Nun sollte man an dieser Stelle einen Blick in die Abenteuer werfen. Ich hab mir den Strom des Verderbens und Mehr als 1000 Oger rausgesucht.

Der Strom des Verderbens (DSA1 Basis, 1985) ist eigentlich ein Detektivabenteuer. An einer Stelle müssen die Held*innen jedoch in einen Sumpf am Rande des Großen Flusses, um einige Entführte zu retten. Gleich 3 Oger treten uns da entgegen: ein Ogermann, dessen Weib und Kind. Während Mann und Frau mehr Lebenspunkte als der Durchschnitt haben und eine deutlich bessere Trefferwahrscheinlichkeit besitzen, so ist der Jung-Oger deutlich schwächer, richtet weniger Schaden aus (1W+6) und hat die Kampfwerte eines DSA1-Ogers. Auf S. 51 kann man übrigens die Illustration eines Ogerweibes von Ina Kramer bewundern. Ich sag nur Hängetitten…

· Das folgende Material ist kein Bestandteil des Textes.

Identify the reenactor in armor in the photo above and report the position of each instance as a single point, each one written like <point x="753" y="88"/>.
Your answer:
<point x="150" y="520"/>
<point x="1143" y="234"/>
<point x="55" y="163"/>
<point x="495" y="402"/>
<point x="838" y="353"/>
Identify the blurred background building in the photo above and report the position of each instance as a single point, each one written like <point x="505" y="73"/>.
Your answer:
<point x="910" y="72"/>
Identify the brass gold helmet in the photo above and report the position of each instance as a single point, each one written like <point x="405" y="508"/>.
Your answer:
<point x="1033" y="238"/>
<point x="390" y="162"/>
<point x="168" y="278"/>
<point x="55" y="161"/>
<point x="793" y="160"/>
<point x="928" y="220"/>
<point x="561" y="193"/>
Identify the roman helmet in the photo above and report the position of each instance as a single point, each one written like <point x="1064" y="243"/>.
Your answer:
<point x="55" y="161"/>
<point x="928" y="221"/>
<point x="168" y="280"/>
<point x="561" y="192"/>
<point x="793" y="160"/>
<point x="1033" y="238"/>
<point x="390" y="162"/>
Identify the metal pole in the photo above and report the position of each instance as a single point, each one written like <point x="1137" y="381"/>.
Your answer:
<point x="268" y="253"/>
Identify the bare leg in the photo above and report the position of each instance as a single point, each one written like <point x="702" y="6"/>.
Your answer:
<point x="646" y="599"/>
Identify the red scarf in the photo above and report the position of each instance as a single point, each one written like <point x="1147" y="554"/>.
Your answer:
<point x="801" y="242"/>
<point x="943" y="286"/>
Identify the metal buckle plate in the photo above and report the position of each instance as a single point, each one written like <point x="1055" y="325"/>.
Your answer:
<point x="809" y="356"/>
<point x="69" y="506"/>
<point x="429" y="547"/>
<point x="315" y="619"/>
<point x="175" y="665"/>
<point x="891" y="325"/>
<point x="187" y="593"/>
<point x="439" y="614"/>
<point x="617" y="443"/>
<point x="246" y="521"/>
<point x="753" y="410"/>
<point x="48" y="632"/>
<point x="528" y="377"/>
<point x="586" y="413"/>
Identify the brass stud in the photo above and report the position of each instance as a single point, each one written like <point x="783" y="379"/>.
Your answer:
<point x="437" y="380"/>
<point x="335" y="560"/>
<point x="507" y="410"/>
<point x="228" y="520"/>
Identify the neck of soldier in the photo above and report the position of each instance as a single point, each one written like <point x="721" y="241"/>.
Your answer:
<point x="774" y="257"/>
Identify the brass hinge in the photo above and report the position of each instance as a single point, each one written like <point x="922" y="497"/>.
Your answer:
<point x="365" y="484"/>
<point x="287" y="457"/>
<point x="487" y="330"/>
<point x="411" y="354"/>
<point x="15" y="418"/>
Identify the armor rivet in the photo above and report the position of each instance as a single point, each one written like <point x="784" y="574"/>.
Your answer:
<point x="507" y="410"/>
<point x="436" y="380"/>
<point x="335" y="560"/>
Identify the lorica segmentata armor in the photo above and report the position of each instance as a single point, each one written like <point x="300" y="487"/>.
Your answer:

Bei mehr als 1000 Oger (DSA2 von 1988) fällt auf, dass man beim Verlag Schmidt Spiele mal wieder nicht mit Ugurcan Yüce geredet hat. Die Oger auf dem Cover sind eher gut durchtrainierte Riesen, die mit grimmigen Blick, gestutzten Bart und Lendenschurz die ein paar einfache Bürger verfolgen. Die Oger in dem Abenteuer sind deutlich, deutlich stärker als ihr Standart-Modell. Lebensenergie um die 50, Attake von 12 aufwärts (das bedeutet eine 60% Chance auf eine gelungene Attacke!) und Trefferpunkte zwischen 2W+7 (9—19) und 3W6 (3-18) Trefferpunkte! Werden die Oger besiegt, gibt es dafür aber auch 28 Abenteuerpunkte.


Dann mal weiter zu DSA3. Im Abenteuer-Basis-Spiel steht der Oger auf S. 63. Dort hat er schon zwei Waffen. Die Faust mit 2W Schadenspunkten und die Keule mit 2W+6 Schadenspunkten. Sonst bleibt er, wie gehabt ein 40 Lebenspunkt 3 Rüstungsschutz Monster. In der Attacke hat er zugelegt. Hier besitzt er Attacke 9, das heißt, in 45% der Fälle schafft er den Angriffswurf. Geschrumpft ist er auch noch: War er in DSA1 noch 3 Schritt groß ist er hier nur mehr über zweieinhalb Schritt. Die geringen kognitiven Fähigkeiten tauchen auch hier auf. Da Aussehen hat sich deutlich gewandelt. Der Oger ist feister, die Stirn fliehender, Reißzähne sind sichtbar. Insgesamt sieht er bedrohlicher aus.

Die Wichtigste Quelle für Oger in DSA3 ist aber das Bestiarium Aventuricum, das Monsterhandbuch dieser Edition. Auf S. 30f stehen dort die Werte dieser Monster. Das Besondere: Bei den Werten ist eine Spanne angegeben, um sie individuell an die Gruppe anzupassen. Hier richten sie noch einmal mehr Schaden aus als in der Basisbox. Ein Fausthieb richtet 2W+2, ein Keulentreffer 3W+4 (zischen 7 und 22) Trefferpunkte aus. Auch neu: die Varianten Schwarzoger (intelligenter als der Standart) und orkischer Kriegsoger (zusätzlich noch mal 3 Rüstungsschutz durch eine Lederrüstung und +2 Schadenspunkte. Eine wahre Kampfmaschine).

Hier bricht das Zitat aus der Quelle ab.